Observers worry that norm violations have become so familiar under Trump that they have become normalized or the public has grown desensitized (e.g., Jentleson 2019, Klaas 2020), mirroring effects that have been found after repeated exposure to norm violations or aversive stimuli in other contexts (e.g., Bartholomew, Bustin, and Sestir 2006, Bicchieri 2016). Though concerns like these are widespread, no research to date has estimated the causal effect of extended exposure to violations of democratic norms by an elected leader. We therefore conducted a panel survey experiment evaluating the effects of randomized over-time exposure to statements from President Trump attacking the legitimacy of the 2020 U.S. presidential election.
Our survey experiment included four waves, with the experimental intervention taking place in the second and third waves (Wave 1 was a baseline survey and Wave 4 was an endline survey). Participants who accepted the invitation to the Wave 2 survey were randomized into one of the four treatment conditions. The experimental treatments are images of real tweets by Donald Trump excluding their original date stamp and any additional media. We selected these materials using a pre-specified protocol in which 261 candidate tweets—including many previously identified as election norm violations by subject matter experts—were rated by respondents on Lucid for whether they followed or departed from past practices by American presidents and whether their topic is U.S. elections or some other topic.

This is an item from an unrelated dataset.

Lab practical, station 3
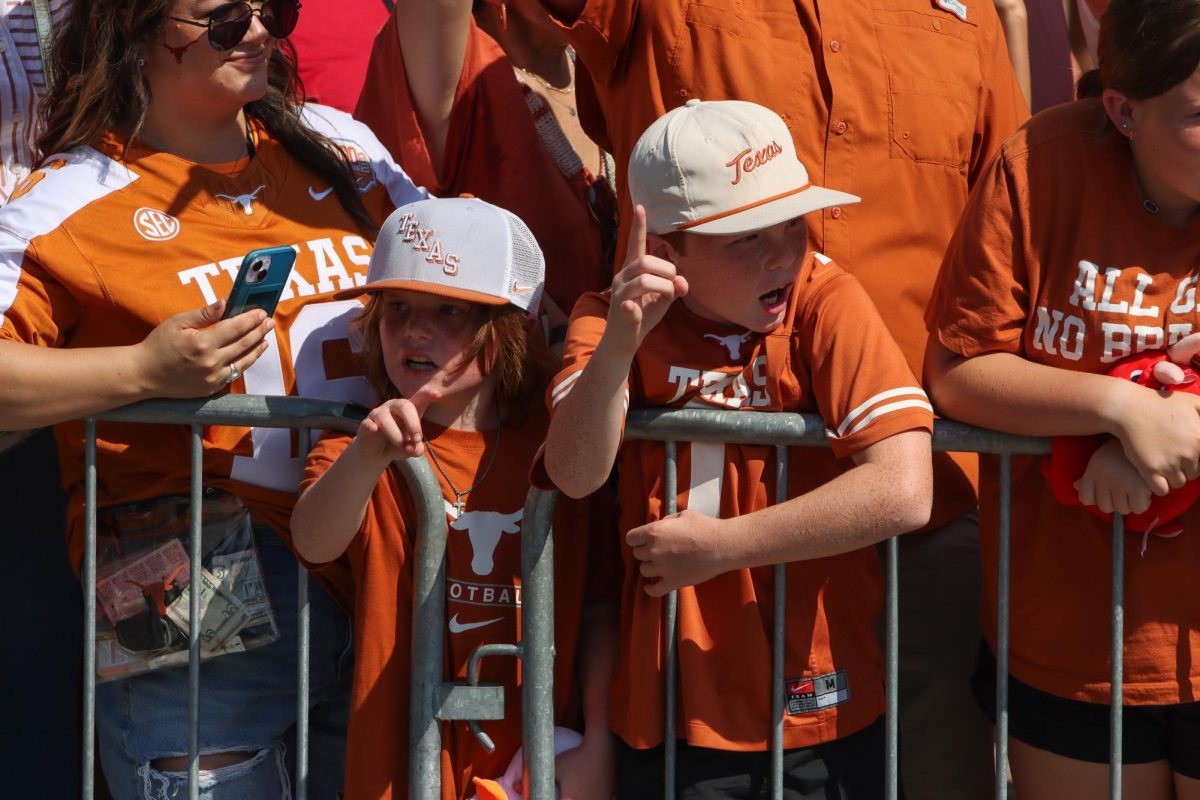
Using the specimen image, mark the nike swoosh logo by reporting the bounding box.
[450,614,504,633]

All respondents viewed twenty tweets from President Trump in Wave 2 and twenty in Wave 3. Ten tweets that were unrelated to elections and did not violate democratic norms were fixed across conditions in each wave to increase realism. The other ten tweets in the treatment waves were randomized by condition, with 1⁄6 of respondents viewing placebo tweets that do not violate democratic norms and are unrelated to elections, 1⁄6 of respondents viewing placebo tweets that do not violate democratic norms and are related to elections (these two conditions were ultimately pooled and served as the baseline category in our analyses), 1⁄3 of respondents viewing tweets that violate democratic norms and are unrelated to elections, and 1⁄3 of respondents viewing tweets that violate democratic norms and are related to elections.

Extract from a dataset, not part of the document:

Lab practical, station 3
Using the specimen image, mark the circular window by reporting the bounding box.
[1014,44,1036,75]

In all four waves, we measured respondents’ trust and confidence in elections, their respect for democratic norms related to elections, their perceptions of past practices by American presidents (to test the mechanism of normalization), and their emotional reactions to norm violations (to test the mechanism of desensitization). In just Wave 1 and Wave 4, we also measured support for political violence and for democratic government.
We find that attacks on election integrity do not measurably change support for political violence or belief in democracy. However, exposure to Trump’s rhetoric erodes trust and confidence in elections and increases the belief that elections are rigged among his supporters. By contrast, we find no evidence for normalization or desensitization; perceptions of past practices by political leaders and emotional reactions to norm violations do not change measurably in response to norm-violating rhetoric.

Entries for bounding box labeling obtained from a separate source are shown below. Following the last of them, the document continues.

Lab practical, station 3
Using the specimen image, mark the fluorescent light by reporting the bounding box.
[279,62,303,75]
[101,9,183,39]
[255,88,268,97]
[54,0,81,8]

This study offers the first causal estimates of the effects of Trump’s anti-democratic rhetoric on the mass public’s commitment to democracy. Norms are typically thought to constrain the behavior of elites (Helmke and Levitsky 2004), but when elites are unconstrained and violate norms, their supporters respond accordingly. Just as elites can shape policy views along partisan lines (Lenz 2013), elite rhetoric can shape normative beliefs in core democratic values such as confidence in elections and support for peaceful transfers of power. These findings do not indicate that elites can erode democratic norms easily or that the effects of norm violations will be uniform across the entire population. However, at least for a politician’s supporters, support of democratic norms appears to be more fragile than previously assumed, creating a potential risk to acceptance of unfavorable election results.